Dari banyaknya alasan yang saya dapati ketika seorang Muslim itu tidak berpuasa di bulan Ramadhan, salah satunya ialah “JUNUB” di pagi hari. Karena dia merasa bahwa syarat puasa itu harus suci dari hadats besar, akhirnya ini menjadikannya untuk tidak berpuasa pagi harinya. Padahal ini keliru.
Orang yang bangun di pagi hari Ramadhan, entah apakah bangunnya itu sebelum waktu fajar atau setelah waktu fajar, dan ia dalam keadaan junub, berhadats besar, entah itu karena mimpi atau juga karena berhubungan suami-istri. Yang demikian ini tidak membatalkan kewajibannya untuk berpuasa berdasarkan ijma’ (konsensus) ulama sejagad raya ini. (An Nawawi, Al Majmu’ 6/308)
Jadi “junub” bukanlah alasan untuk tidak berpuasa.

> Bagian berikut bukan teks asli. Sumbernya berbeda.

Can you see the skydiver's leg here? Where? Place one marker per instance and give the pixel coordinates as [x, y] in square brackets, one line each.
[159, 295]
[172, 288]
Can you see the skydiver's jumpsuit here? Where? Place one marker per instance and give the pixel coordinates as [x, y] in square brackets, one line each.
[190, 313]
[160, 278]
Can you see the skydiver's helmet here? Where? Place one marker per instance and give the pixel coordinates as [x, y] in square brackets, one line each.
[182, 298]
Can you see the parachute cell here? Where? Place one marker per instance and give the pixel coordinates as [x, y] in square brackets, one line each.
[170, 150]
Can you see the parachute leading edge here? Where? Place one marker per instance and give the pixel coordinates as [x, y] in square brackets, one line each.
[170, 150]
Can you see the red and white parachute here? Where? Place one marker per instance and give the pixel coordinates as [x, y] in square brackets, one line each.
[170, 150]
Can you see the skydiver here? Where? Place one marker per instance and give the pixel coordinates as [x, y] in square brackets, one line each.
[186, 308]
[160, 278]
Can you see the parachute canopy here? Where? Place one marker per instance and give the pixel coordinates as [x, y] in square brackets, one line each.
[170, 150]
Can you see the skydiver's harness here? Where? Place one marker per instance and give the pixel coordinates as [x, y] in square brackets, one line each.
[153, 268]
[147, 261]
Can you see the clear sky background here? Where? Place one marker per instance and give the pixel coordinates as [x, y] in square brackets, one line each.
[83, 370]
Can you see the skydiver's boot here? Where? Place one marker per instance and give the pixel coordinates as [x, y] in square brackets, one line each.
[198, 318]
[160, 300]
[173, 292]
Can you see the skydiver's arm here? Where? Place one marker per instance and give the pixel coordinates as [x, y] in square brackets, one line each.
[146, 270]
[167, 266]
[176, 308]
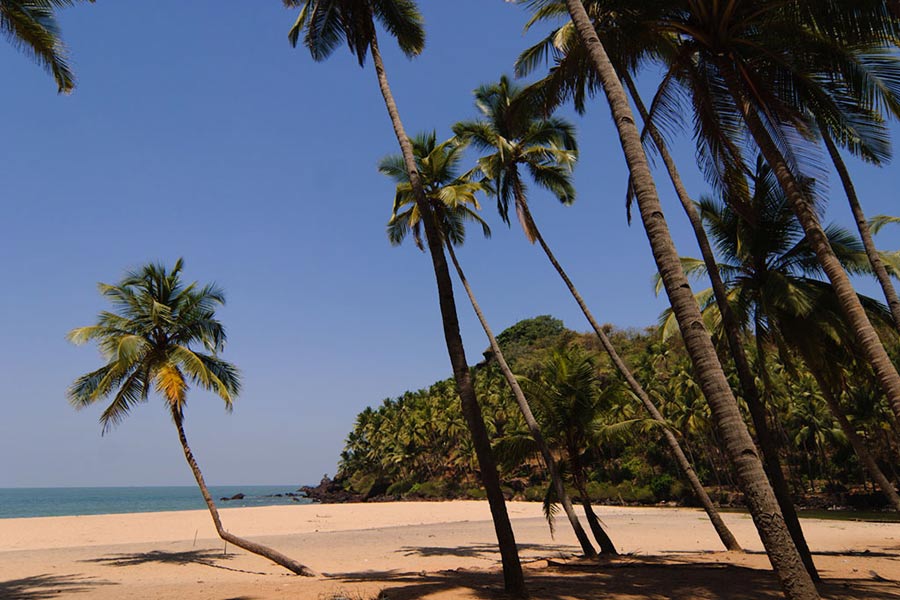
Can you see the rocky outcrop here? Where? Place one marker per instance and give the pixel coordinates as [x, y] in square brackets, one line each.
[330, 491]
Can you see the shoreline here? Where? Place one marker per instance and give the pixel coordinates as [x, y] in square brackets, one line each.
[413, 550]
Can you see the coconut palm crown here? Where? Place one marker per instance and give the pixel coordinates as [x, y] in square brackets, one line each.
[514, 135]
[31, 26]
[150, 340]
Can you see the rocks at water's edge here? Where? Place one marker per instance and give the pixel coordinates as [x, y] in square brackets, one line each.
[330, 492]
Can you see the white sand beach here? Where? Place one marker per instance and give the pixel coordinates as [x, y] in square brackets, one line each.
[419, 550]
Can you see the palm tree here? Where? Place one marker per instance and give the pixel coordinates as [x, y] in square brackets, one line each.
[453, 202]
[865, 232]
[324, 24]
[517, 139]
[785, 559]
[571, 78]
[779, 71]
[150, 340]
[773, 276]
[31, 26]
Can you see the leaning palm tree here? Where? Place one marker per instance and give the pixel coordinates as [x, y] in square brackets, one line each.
[453, 199]
[150, 340]
[774, 73]
[31, 26]
[517, 138]
[572, 77]
[786, 561]
[324, 24]
[570, 402]
[774, 287]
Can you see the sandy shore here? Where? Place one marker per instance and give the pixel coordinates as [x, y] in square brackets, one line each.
[419, 550]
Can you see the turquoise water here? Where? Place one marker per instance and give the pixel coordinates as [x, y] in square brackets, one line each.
[58, 502]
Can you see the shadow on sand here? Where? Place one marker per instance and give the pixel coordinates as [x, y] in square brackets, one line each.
[40, 587]
[632, 577]
[487, 551]
[208, 558]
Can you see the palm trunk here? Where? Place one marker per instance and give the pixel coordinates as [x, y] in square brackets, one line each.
[513, 578]
[684, 464]
[890, 294]
[556, 480]
[768, 442]
[859, 447]
[603, 539]
[852, 308]
[785, 559]
[258, 549]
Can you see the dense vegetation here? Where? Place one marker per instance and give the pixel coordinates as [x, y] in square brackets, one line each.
[416, 445]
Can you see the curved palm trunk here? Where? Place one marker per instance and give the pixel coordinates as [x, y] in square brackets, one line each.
[578, 478]
[684, 464]
[890, 294]
[785, 559]
[603, 539]
[768, 442]
[859, 447]
[258, 549]
[556, 480]
[852, 308]
[514, 581]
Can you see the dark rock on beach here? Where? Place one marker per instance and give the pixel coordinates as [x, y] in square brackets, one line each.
[330, 491]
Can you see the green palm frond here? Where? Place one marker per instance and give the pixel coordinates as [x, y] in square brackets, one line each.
[31, 26]
[148, 341]
[453, 198]
[326, 24]
[878, 222]
[514, 133]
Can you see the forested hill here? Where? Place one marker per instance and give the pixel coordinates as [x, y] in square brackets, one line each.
[417, 445]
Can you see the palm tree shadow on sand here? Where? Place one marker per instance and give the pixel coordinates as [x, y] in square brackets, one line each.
[39, 587]
[651, 577]
[488, 551]
[208, 558]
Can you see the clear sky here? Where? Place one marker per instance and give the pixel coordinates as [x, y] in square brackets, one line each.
[197, 131]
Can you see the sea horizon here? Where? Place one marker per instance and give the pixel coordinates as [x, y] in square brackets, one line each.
[64, 501]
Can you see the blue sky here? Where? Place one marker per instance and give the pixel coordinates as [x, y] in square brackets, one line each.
[197, 131]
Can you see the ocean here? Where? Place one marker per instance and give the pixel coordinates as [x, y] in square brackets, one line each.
[58, 502]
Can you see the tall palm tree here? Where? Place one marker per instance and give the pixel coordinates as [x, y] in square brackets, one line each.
[782, 552]
[518, 138]
[324, 23]
[773, 276]
[572, 78]
[31, 26]
[777, 71]
[150, 341]
[570, 402]
[453, 200]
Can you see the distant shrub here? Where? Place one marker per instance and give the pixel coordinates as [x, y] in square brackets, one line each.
[399, 488]
[534, 493]
[637, 494]
[602, 491]
[661, 486]
[476, 493]
[362, 483]
[429, 489]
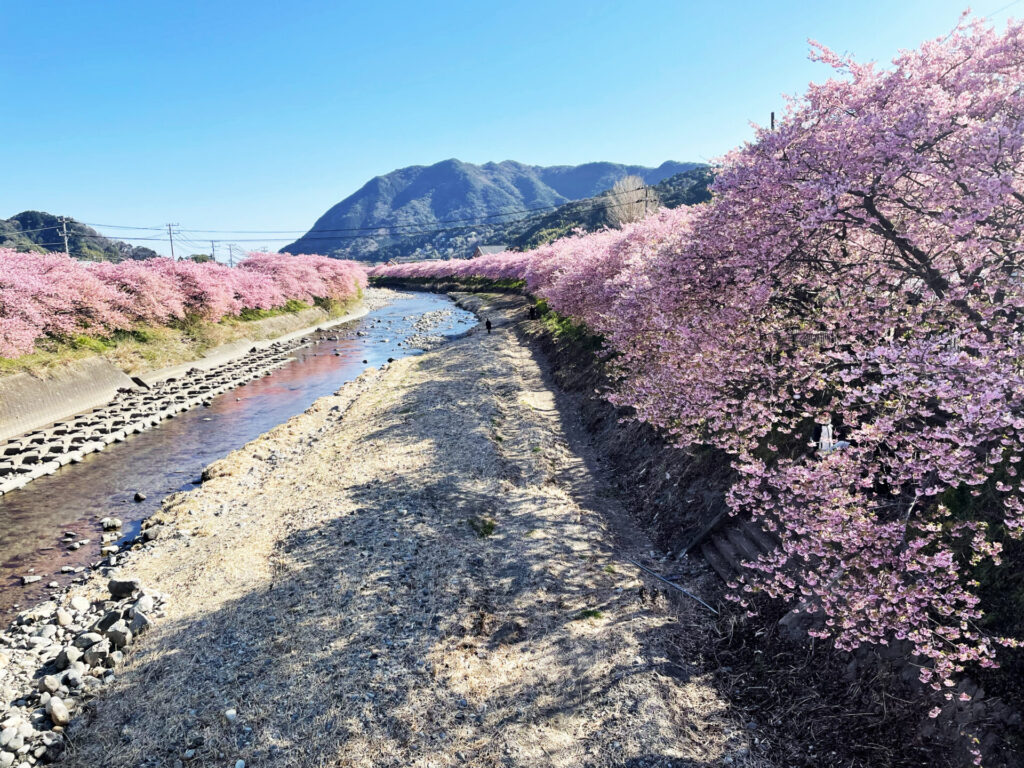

Dan puasanya sah, tak perlu diganti di hari lain jika ia berpuasa dengan memulai pagi dalam keadaan JUNUB. Tentu ia harus mandi “besar” atau mandi wajib jika ingin melaksanakan shalat Shubuh, karena syarat sah shalat ialah suci dari hadats besar. Dan itu bukan syarat sah dari puasa.
Dalil
Ini didasarkan oleh beberapa hadits Nabi Shallallahu ‘Alaihi wa Sallam, di antaranya hadits dari ‘Aisyah yang menyebutkan bahwa seorang laki-laki pernah datang suatu hari kepada Nabi Shallallahu ‘Alaihi wa Sallam untuk meminta jawaban atas pertanyaanya. Ia berkata: “Wahai Rasul, waktu shalat subuh datang, tapi aku dalam keadaan Junub. Apakah aku masih bisa berpuasa?” Kemudian Nabi Shallallahu ‘Alaihi wa Sallam menjawab: “Begitu juga aku! Waktu subuh datang dan aku dalam keadaan Junub, dan akupun berpuasa!” (HR Muslim dan Ahmad)
Kemudian hadits yang juga dari ‘Aisyah Radhiyallahu ‘Anha, beliau berkata: “Rasul Shallallahu ‘Alaihi wa Sallam pernah bangun pada Ramadhan dalam keadaan Junub karena Jima’, kemudian beliau mandi dan berpuasa.” (HR Bukhari dan Muslim)
Dan beberapa hadits yang bermkna senada dengan hadits diatas masih banyak sekali.
Hadits Larangan Puasa Telah Dihapus (Mansukh)
Adapun hadits yang menyebutkan larangan untuk berpuasa bagi yang dalam keadaan junub, seperti yang diriwayatkan dari sahabat Abu Hurairoh Radhiyallahu ‘Anhu: “Barang siapa yang bangun (pagi) dalam keadaan Junub, maka ia tidak boleh berpuasa.” (HR Bukhari dan Muslim)
Jumhur (mayoritas) ulama mengatakan bahwa hadits ini telah dihapus (mansukh) hukumnya. Jadi hukum yang terkandung dalam hadits ini telah dihapus. Sebagaimana disebutkan oleh Imam Nawawi dalam Al-Majmu’, begitu juga Imam Ash-Shan’ani dalam Subulus-Salam.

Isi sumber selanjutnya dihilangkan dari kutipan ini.